Als je CRISPR-Cas wilt toepassen bij mensen kun je beter uitgaan van hun persoonlijke genoom. De kans dat je een gen verknipt dat door een mutatie te veel op je eigenlijke doelwit lijkt is anders net iets te groot, schrijven Amerikaanse en Canadese onderzoekers in PNAS.

Ze tekenen er bij aan dat de kans op fouten eigenlijk nog meevalt.

Het probleem is inherent aan de werking van CRISPR-Cas. Het systeem herkent een te verknippen gen aan een specifieke DNA-sequentie die, als het goed is, nergens anders in het genoom voorkomt. Maar gewoonlijk bepaalt men dat laatste aan de hand van een standaardkaart van het menselijk genoom. Het kan zomaar gebeuren dat individuele patiënten ergens een afwijking hebben zitten waardoor die doelsequentie ineens wél in een tweede gen voorkomt.

Dat de doelsequentie zelf is gemuteerd en CRISPR-Cas hem niet kan vinden zodat de behandeling niet aanslaat, is trouwens ook mogelijk.

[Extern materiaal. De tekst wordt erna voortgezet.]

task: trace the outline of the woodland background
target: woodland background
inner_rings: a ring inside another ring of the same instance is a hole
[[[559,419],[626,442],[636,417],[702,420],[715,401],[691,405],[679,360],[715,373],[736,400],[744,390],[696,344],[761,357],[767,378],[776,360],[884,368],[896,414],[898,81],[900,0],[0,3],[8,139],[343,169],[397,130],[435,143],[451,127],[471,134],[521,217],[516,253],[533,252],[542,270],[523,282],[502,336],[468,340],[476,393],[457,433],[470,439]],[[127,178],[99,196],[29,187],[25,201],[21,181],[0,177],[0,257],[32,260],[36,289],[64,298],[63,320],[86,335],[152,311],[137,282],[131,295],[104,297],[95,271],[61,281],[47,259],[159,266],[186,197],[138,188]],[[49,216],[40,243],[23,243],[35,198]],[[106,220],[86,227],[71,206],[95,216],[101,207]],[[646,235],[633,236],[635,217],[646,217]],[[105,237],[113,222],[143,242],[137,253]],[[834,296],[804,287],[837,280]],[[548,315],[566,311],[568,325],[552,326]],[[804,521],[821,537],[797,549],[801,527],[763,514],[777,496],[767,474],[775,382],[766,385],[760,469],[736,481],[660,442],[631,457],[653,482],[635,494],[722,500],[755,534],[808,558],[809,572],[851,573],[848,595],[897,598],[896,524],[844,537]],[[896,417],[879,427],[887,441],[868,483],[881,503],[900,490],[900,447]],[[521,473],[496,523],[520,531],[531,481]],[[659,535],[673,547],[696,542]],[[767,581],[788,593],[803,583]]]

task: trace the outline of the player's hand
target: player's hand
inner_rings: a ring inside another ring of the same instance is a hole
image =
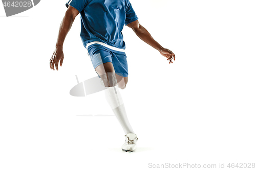
[[[170,50],[167,48],[163,48],[159,52],[162,56],[167,58],[167,60],[170,61],[169,64],[170,64],[170,63],[173,63],[173,61],[172,61],[173,59],[175,60],[175,55]]]
[[[54,69],[54,64],[55,64],[56,69],[58,70],[58,65],[59,61],[60,60],[59,65],[61,66],[62,65],[63,60],[64,59],[64,54],[62,47],[56,47],[53,54],[52,55],[51,59],[50,60],[50,68]]]

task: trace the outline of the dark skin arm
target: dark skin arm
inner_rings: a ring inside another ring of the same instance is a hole
[[[69,6],[60,23],[58,39],[56,43],[56,48],[50,60],[50,67],[54,70],[55,70],[54,64],[55,65],[56,69],[58,70],[58,65],[59,60],[60,60],[59,65],[61,66],[62,66],[63,60],[64,59],[62,50],[63,43],[68,33],[71,28],[75,17],[79,13],[79,11],[76,9]]]
[[[173,59],[175,60],[175,55],[174,53],[168,49],[164,48],[156,41],[147,30],[139,23],[138,20],[127,25],[127,26],[132,29],[138,37],[144,42],[157,50],[162,55],[166,57],[167,60],[170,61],[169,63],[173,63]]]

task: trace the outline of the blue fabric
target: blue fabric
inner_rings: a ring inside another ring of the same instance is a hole
[[[90,45],[88,50],[94,69],[101,64],[111,62],[116,74],[121,76],[128,77],[128,64],[125,53],[116,53],[97,44]]]
[[[89,42],[100,41],[125,48],[123,26],[138,19],[129,0],[70,0],[67,7],[69,4],[80,13],[80,36],[84,47]]]

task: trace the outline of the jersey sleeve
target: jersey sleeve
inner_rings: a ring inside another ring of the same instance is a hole
[[[129,0],[127,0],[127,6],[125,9],[125,26],[131,22],[136,21],[139,19],[138,18],[138,17],[137,16],[132,6],[132,4]]]
[[[68,8],[70,5],[80,12],[86,7],[87,2],[87,0],[69,0],[66,3],[66,6]]]

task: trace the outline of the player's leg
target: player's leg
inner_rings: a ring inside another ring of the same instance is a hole
[[[128,77],[124,77],[116,74],[116,78],[117,81],[118,87],[121,89],[124,89],[126,86],[128,82]]]
[[[125,134],[134,133],[132,126],[128,120],[122,97],[118,88],[117,87],[117,80],[112,63],[106,62],[101,64],[96,67],[95,70],[104,83],[105,88],[104,91],[106,99],[120,123]],[[125,87],[124,81],[127,80],[127,78],[123,79]]]

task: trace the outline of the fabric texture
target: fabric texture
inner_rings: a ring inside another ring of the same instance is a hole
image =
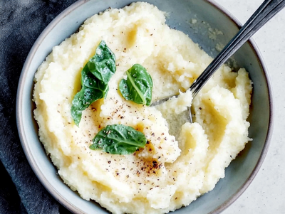
[[[76,0],[0,0],[0,213],[71,213],[31,169],[16,127],[19,76],[36,38]]]

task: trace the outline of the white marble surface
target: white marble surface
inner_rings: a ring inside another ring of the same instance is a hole
[[[242,23],[263,0],[216,0]],[[285,9],[253,36],[265,60],[274,97],[274,132],[256,176],[222,214],[285,213]]]

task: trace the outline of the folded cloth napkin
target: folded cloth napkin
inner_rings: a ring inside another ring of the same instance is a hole
[[[33,43],[76,0],[0,0],[0,213],[71,213],[45,189],[22,149],[16,122],[18,82]]]

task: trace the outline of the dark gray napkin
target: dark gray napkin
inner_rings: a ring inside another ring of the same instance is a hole
[[[22,149],[16,122],[18,82],[33,43],[76,0],[0,0],[0,213],[70,213],[44,188]]]

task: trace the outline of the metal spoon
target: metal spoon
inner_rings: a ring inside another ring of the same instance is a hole
[[[265,0],[252,14],[242,28],[232,38],[219,55],[212,61],[208,67],[193,82],[190,87],[193,98],[202,87],[214,75],[217,70],[224,64],[249,38],[261,26],[269,21],[274,15],[285,6],[285,0]],[[178,95],[173,96],[177,97]],[[161,104],[171,97],[164,98],[152,103],[150,106]],[[189,108],[189,119],[192,122],[191,108]]]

Matthew Canver en collega’s hebben dit uitgezocht voor 30 sequenties die eerder in de literatuur zijn beschreven als mogelijke doelwitten: 23 uit het menselijke genoom en 7 die horen bij virussen en bij mensen niet zouden moeten voorkomen. Ze checkten bij 7.444 individuele genomen uit bestaande databanken wat er zou gebeuren als je die doelwitten gebruikt.

De PNAS-publicatie ontaardt in een ondoorgrondelijke cijferbrij maar de conclusies zijn overduidelijk. Het beste zou zijn als je CRISPR-Cas pas op iemand loslaat nadat je diens genoom volledig hebt gesequenst en op de computer hebt gecheckt of je fouten kunt verwachten. Is dat te veel werk, dan moet je op zijn minst het gen checken dat je wilt verknippen, om te voorspellen of het gaat lukken. Eventueel zou je bij CRISPR-behandelingen een paar alternatieve doelsequenties kunnen ontwikkelen, zodat je kunt kiezen.

En je zou sowieso geen doelsequenties moeten kiezen die in de verte lijken op een stukje van een gen dat bijvoorbeeld tumorvorming onderdrukt, want je weet nooit.